Knight Frank’s latest Build to Rent Update shows 6,000 new BTR units are expected to be delivered this year, up from 4,660 units across 18 projects in 2024. That compares to fewer than 2,000 completions per year on average across the five years prior.
BTR, a model in which developers build multi-unit complexes and retain them as rental stock, has become increasingly popular with tenants seeking secure leases and modern amenities.
Despite record delivery this year, Knight Frank warns the development pipeline is thinning.
Just 4,000 units are forecast for 2026, with feasibility challenges and high input costs weighing on new commencements.
According to John-Paul Stichbury (pictured left) of Knight Frank’s valuation and advisory arm, maintaining momentum will require policy and investor support.
“As well as an improvement in the macroeconomic environment, supportive government policy will also be vital for the long-term pipeline,” Stichbury said.
“A consistent pipeline of new project commencements is needed to ensure that the recent slowdown is only a short-term blip, and central to this is the ability to activate the pool of approved schemes.”

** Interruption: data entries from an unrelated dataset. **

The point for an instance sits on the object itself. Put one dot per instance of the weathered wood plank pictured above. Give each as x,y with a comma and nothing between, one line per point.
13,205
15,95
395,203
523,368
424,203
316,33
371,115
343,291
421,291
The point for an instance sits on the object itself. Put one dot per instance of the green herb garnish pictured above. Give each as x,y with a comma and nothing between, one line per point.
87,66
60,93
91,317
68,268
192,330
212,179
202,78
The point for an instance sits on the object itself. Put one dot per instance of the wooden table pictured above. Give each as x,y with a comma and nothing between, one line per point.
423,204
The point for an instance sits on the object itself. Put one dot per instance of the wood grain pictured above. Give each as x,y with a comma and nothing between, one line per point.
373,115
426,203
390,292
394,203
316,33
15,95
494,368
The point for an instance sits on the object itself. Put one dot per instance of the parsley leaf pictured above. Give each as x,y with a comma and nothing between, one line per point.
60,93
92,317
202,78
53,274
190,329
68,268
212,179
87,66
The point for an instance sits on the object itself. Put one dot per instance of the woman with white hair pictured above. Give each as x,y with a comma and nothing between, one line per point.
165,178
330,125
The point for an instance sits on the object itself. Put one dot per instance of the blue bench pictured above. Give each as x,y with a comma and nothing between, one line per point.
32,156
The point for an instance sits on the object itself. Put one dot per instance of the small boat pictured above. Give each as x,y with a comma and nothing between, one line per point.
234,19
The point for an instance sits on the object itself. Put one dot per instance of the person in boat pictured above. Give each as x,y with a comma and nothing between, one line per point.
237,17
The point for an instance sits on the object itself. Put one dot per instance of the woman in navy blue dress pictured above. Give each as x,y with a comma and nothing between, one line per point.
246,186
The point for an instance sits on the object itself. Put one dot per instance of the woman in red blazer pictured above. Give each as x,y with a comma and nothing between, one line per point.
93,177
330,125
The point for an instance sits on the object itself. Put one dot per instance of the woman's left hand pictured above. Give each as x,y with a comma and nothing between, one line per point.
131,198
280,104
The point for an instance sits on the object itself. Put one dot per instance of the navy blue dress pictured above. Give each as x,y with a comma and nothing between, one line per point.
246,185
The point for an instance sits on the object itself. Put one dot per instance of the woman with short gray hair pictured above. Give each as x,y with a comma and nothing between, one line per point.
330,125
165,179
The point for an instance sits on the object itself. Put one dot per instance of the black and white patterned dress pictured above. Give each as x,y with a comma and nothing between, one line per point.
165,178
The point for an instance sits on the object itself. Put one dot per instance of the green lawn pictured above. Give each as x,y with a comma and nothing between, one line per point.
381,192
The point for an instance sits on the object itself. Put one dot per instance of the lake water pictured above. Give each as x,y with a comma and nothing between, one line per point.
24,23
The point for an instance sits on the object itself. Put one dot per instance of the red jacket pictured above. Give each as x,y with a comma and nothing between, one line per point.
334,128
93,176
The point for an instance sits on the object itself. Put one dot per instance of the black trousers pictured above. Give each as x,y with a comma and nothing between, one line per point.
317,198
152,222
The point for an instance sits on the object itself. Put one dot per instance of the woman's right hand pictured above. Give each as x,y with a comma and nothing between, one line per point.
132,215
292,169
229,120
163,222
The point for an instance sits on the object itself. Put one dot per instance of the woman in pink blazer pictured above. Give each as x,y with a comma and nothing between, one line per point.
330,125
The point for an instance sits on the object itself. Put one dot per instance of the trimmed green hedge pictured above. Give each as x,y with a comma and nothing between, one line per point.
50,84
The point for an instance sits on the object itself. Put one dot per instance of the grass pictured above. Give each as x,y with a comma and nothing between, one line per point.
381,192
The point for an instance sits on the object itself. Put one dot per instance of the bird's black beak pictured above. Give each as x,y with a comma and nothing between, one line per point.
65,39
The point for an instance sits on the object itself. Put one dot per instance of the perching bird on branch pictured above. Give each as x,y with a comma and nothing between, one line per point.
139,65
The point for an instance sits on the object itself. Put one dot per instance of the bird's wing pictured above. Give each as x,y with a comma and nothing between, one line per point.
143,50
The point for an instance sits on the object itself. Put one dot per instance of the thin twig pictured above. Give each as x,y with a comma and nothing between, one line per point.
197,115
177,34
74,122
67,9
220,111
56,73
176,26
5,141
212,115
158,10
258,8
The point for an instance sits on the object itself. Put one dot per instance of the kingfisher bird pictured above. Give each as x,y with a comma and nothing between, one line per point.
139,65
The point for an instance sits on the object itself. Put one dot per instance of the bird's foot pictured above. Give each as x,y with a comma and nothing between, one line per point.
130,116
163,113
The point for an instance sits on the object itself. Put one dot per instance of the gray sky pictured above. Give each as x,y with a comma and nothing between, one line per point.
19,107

By Knight Frank’s estimates, around 20,500 DA-approved BTR units sitting in the pipeline remain unfinanced and uncommenced.
Policy uncertainty is adding further risk to the pipeline.
The Property Council has warned that Coalition moves to block federal build-to-rent tax concessions could jeopardise 80,000 new rental homes – including 8,000 affordable dwellings – during what it calls a critical phase of the housing crisis.
CEO Mike Zorbas labelled the move “wrecking ball policy,” stressing that Australia is building homes half as fast as in 1995 and already 70,000 homes a year behind target.
Tim Holtsbaum (pictured right), head of alternatives at Knight Frank Australia, said tax and policy settings remain a key barrier to new investment.
“The BTR tax environment in Australia is hard to navigate and a more uniform approach across states would be beneficial,” Holtsbaum said.
He welcomed last year’s government concessions for foreign managed investment trusts but warned: “Tax on foreign investors remains problematic and decreasing this burden for institutional investors from abroad will help to increase Australia’s competitiveness with other countries, where the barriers to entry from a tax perspective are typically lower.”
Holtsbaum added that while global investors are scaling up their exposure to living sectors, Australia risks losing ground unless policy improves.
Despite pipeline risks, BTR assets continue to perform strongly.
“As global investors scale up their exposure to the living sectors, more entrants are expected to enter the market as the sector is maturing,” Holtsbaum said.
He noted that high occupancy and steady rental growth remain key strengths of the sector.